Herbolzheim "Hoffentlich entstehen neue Freundschaften"

Den Jungmusikern der Herbolzheimer Stadtmusik ist anzusehen, dass ihnen der Aufenthalt in Sisteron gefallen hat. Diese Aufnahme entstand in der Partnergemeinde unmittelbar vor der Rückfahrt. Foto: privat Foto: Lahrer Zeitung

Sisteron/Herbolzheim. "Die Partnerschaft lebt": Dieses positive Fazit zieht Hans-Peter Baumann nach seiner Rückkehr aus Sisteron. Der Vorsitzende des Bürgervereins für Städtepartnerschaften hatte mit rund einem Dutzend weiterer Erwachsener die Jungmusiker der Stadtmusik Herbolzheim in die Gemeinde in der Provence begleitet. Die Gruppe war vier Tage dort und ist am Samstag vor einer Woche zurückgekehrt.

Wie gewohnt kamen die Herbolzheimer in Gastfamilien unter. "Es ist schön, dass die jungen Leute Kontakte knüpfen", freute sich Baumann. Die Jungmusiker, von denen viele zum ersten Mal in Sisteron waren, sahen sich in der Gemeinde um und besuchten auch Aix-en-Provence. Außerdem gaben sie ein Konzert in Sisteron und umrahmten auch die Eröffnung einer Ausstellung mit Werken des Herbolzheimer Künstlers August Bohn.

"Dieser Besuch bringt junge Menschen aus unseren beiden Städten zusammen und ist somit besonders zukunftsorientiert. Es wäre schön, wenn daraus neue Freundschaften entstehen würden", sagte Baumann bei einem Abend mit dem Sisteroner Comité de Jumelage. Dabei stellte er auch Lea Friedman vor. Die Schülerin hat in diesem Jahr den Preis für hervorragende Leistungen im Fach Französisch in der Emil-Dörle-Realschule gewonnen, den der Bürgerverein aussetzt, um Schüler zusätzlich zum Fanzösisch-Lernen zu motivieren.

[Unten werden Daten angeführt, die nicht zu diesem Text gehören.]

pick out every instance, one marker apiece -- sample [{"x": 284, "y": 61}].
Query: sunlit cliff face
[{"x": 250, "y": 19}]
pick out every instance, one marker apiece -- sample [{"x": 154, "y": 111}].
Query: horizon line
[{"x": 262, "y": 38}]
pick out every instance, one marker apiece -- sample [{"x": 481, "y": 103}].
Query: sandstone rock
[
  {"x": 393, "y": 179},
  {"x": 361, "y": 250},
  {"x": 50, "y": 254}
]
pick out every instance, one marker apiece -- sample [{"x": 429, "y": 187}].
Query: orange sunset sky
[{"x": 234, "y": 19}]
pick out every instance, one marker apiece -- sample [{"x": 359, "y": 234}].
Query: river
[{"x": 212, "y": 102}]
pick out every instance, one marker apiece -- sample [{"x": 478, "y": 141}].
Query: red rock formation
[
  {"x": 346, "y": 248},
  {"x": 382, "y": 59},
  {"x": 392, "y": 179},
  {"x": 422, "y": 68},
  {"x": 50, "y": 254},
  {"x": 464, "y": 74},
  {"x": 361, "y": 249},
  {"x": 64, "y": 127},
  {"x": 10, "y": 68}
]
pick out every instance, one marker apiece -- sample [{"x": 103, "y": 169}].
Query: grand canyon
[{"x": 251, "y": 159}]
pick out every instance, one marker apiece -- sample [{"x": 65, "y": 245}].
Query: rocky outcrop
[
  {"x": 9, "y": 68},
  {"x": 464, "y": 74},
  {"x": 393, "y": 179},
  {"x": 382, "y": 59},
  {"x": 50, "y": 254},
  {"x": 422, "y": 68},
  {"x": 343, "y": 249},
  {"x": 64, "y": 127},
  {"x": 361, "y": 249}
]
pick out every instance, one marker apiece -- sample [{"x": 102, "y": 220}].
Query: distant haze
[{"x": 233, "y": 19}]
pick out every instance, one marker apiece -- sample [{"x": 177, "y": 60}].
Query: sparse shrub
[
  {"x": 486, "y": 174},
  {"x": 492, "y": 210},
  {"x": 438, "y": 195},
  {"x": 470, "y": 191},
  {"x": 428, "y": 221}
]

Und wie steht es insgesamt um die Städtepartnerschaft? "Wir können hochzufrieden sein", stellt Baumann fest. Es gebe rege Kontakte auf Vereinsebene – zum Beispiel zwischen den Tischtennis- und Radsportvereinen beider Kommunen –, auch der Bürgerverein für Städtepartnerschaften selbst fährt mindestens einmal im Jahr mit bis zu 50 Teilnehmern für ein paar Tage nach Sisteron. Ein wenig Sorge bereitet Baumann, dass die mittlere Generation – Menschen um die 40 Jahre – unter den Teilnehmern solcher Besuche rar ist. "Aber man muss es eben auch mit dem Beruf vereinbaren können", weiß Baumann, der selbst seit nun 31 Jahren an der Spitze des Bürgervereins für Städtepartnerschaften steht.

Ein Höhepunkt des aktuellen Besuchs in Sisteron war die Eröffnung der August-Bohn-Ausstellung, die im Sommer 2017 bereits im Herbolzheimer Torhaus gezeigt worden war. Ein Schwerpunkt waren Aquarelle und Federzeichnungen, entstanden auf mehreren Reisen Bohns nach Sisteron und in die Provence.

In Sisteron und Clamensane war Bohn (1930 bis 1994) ein gern gesehener Gast. Mit seiner Staffelei gehörte er immer wieder zum Stadtbild, hob Baumann in seiner Ansprache bei der Vernissage hervor. In der Ausstellung waren auch Ansichten von Herbolzheim, vom Taubergießen, dem Kaiserstuhl und dem südlichen Schwarzwald zu sehen.

Bohn lebte und arbeitete in Herbolzheim. In seinem Werkstatt-Atelier in der Friedrichstraße konnten ihm die Besucher bei seiner künstlerischen Arbeit zusehen. Der Maler und Grafiker war auch Mitglied des Partnerschaftsvereins. "Wir verdanken ihm unser Logo, das er in den frühen 1980er Jahren für uns entworfen hat", betonte Baumann bei der Vernissage.